Administración del yodo radioactivo se ha asociado con un empeoramiento o progresión de la
oftalmopatía sintomática. Se prefiere evitar el uso de yodo radioactivo en estos pacientes, o se
pueden utilizar corticoesteroides (predispone 0,5 mg / kg) a partir del día después de la
administración del yodo durante 1-3 meses, o se administran en caso de empeoramiento de la
oftalmopatía después de la administración de yodo radiactivo.
El retorno al estado eutiroideo, independientemente de la terapia, se controla mejor con tiroxina
libre en suero, o su equivalente, porque la pituitaria y se suprime la secreción de TSH puede
permanecer bajo durante algún tiempo después de que ocurra un estado normal o hipotiroidismo.

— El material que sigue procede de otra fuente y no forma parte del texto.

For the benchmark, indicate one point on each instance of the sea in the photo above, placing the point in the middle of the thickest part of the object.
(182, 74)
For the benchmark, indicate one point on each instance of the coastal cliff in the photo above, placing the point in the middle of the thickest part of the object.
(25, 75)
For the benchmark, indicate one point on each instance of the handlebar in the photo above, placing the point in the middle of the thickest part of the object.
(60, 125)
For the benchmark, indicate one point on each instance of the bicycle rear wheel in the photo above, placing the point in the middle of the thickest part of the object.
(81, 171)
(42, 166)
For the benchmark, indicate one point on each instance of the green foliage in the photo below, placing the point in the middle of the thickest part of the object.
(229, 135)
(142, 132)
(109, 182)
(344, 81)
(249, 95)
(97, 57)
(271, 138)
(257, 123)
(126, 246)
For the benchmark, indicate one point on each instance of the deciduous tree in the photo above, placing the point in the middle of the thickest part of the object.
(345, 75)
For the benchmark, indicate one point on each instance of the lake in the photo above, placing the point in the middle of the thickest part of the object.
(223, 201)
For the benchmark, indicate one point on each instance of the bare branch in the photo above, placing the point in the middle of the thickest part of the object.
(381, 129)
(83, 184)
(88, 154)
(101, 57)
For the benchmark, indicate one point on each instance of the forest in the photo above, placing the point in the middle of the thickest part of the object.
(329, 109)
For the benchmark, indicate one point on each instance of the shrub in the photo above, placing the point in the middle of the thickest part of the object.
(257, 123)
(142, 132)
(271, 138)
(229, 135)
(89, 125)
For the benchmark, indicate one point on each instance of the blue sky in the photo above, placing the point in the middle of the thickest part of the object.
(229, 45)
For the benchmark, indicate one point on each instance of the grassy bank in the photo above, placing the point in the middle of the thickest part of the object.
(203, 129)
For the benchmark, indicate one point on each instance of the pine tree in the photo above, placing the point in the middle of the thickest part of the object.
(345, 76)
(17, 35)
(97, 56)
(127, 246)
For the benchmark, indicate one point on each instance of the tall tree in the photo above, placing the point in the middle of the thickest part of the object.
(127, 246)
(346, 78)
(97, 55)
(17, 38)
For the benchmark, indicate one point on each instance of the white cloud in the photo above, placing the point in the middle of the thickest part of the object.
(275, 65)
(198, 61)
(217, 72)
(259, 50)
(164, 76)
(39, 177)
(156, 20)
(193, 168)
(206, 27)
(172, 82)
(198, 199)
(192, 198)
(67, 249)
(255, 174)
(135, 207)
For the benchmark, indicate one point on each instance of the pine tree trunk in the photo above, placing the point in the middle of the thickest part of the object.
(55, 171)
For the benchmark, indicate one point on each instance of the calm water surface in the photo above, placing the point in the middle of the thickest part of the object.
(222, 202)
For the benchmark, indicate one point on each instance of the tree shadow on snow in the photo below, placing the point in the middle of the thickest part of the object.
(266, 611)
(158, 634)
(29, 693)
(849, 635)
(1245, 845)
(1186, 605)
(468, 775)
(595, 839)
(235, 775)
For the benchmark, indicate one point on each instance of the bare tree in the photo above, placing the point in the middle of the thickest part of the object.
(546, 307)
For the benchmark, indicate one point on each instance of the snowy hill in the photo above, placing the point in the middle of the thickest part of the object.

La recaída de un estado eutiroideo para el hipertiroidismo es monitoreado por primera vez por la
nueva supresión de la TSH en suero , ya menudo la T3 sérica luego aumenta por encima de lo
normal antes de que los T4 sérica aumenta por encima de lo normal.
EMBARAZO Y LACTANCIA
Embarazo a menudo tiene un efecto en la mejora del estado de enfermedad inmunológica
durante el embarazo y luego a menudo recae después de la entrega. El tratamiento de elección es
la PTU, que tiene menos transferencia placentaria que el MTZ. Anomalías congénitas raras
reportadas con MTX (por ejemplo, aplasia cutis) son aún menos asociada a la PTU. En general, la
tasa de anomalías congénitas con estos fármacos es similar al fondo de la tasa normal. MTZ se
puede utilizar si existe un problema con la PTU.
El objetivo es mantener la tiroxina libre en la parte superior de la normalidad para minimizar la
exposición al fármaco fetal. Seguimiento mensual de tiroxina libre en suero por lo general permite
disminuir la dosis de PTU y, a menudo interrumpirlo en el tercer trimestre. Tanto PTU y MTZ
pueden usarse en madres lactantes. Una pequeña cantidad de fármaco puede entrar en la leche,
pero los niveles de tiroides neonatales en general permanecen normales. PTU y MTZ no están
contraindicados en el embarazo o la lactancia.